One high-frequency pattern is A-B (sharing followed by negotiating) where one student advances an idea and another student responds. This pattern is what would be expected of transactive group knowledge-building dialogue. Note that merely detecting the presence of D off-topic dialogue turns isn’t necessarily diagnostic of unproductive conversation. In productive dialogues, D turns occur in the spaces between discussing different segments of the problem prompt, a pattern which can be recognized from the C dialogue regulation turns.

This study tests two computational paradigms to extract features from the dialogue text. One is the doc2vec neural network, the other is statistically identifying characteristic words or phrases.

Doc2vec derives text embeddings, vectors of real numbers where the vectors for semantically similar texts are numerically similar. The embedding for a whole dialogue turn becomes a set of features for a linear classifier to recognize the dialogue act. We also experimented with utilizing the preceding one or two turns as context, where the dialogue act of a turn is classified based on the embeddings the turn along with its preceding turns.
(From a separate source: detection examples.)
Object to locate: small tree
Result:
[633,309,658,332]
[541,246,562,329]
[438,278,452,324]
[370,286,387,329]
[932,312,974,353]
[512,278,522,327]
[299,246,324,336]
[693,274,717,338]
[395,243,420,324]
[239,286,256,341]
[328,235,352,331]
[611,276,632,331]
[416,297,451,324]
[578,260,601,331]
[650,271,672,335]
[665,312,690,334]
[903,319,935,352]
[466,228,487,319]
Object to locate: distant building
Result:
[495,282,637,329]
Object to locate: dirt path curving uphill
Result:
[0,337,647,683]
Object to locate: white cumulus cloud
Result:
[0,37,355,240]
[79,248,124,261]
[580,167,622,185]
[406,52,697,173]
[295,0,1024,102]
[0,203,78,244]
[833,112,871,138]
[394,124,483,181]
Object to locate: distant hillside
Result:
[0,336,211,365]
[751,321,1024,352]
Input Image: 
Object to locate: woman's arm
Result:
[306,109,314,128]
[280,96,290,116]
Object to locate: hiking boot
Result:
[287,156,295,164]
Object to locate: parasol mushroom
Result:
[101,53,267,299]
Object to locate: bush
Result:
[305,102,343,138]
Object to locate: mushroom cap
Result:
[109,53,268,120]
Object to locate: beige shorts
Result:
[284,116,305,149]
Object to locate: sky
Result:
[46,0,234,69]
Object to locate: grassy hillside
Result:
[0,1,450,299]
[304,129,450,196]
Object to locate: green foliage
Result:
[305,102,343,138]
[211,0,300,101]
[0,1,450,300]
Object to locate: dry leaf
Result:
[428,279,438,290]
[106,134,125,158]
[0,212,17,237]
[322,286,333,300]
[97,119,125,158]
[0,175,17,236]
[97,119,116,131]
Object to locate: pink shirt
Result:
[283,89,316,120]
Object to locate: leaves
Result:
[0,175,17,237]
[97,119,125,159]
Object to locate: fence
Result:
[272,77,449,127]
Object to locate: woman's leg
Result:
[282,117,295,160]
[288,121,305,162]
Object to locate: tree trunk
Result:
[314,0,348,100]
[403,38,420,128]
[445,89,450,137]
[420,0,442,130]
The motivation for diagnostic words comes from manually examining the transcripts, e.g. a phrase “I agree” may indicate a B negotiating turn. The text was pre-processed to contain only the most common 10,000 words, which filters out many words specific the technical problems under discussion. The Fisher exact test scored which words co-occur with the different dialogue acts with much higher than chance probability. The presence or absence of each characteristic word is then a feature for the linear classifier.

Results show that doc2vec word embeddings identify A dialogue acts with an F1-score (combined precision and recall) of about 0.6 to 0.7. For B and C acts F1 ≈ 0.5, for D off-topic turns F1 ≈ 0.4. Adding the immediately preceding turns as context does not improve classification accuracy. Classifiers trained using the diagnostic word features have not been better than the embeddings.

In addition to the ongoing work of deriving better classifiers, future work includes using the classifiers to try to recognize and count the prevalence of dialogue act sequences. We will experiment to see if they count A-B sharing-negotiating pairs with enough accuracy, for example, to correctly distinguish dialogues where students are engaging in problem-solving.
Keywords:
Collaborative dialogue, dialogue acts, computer-assisted collaborative learning.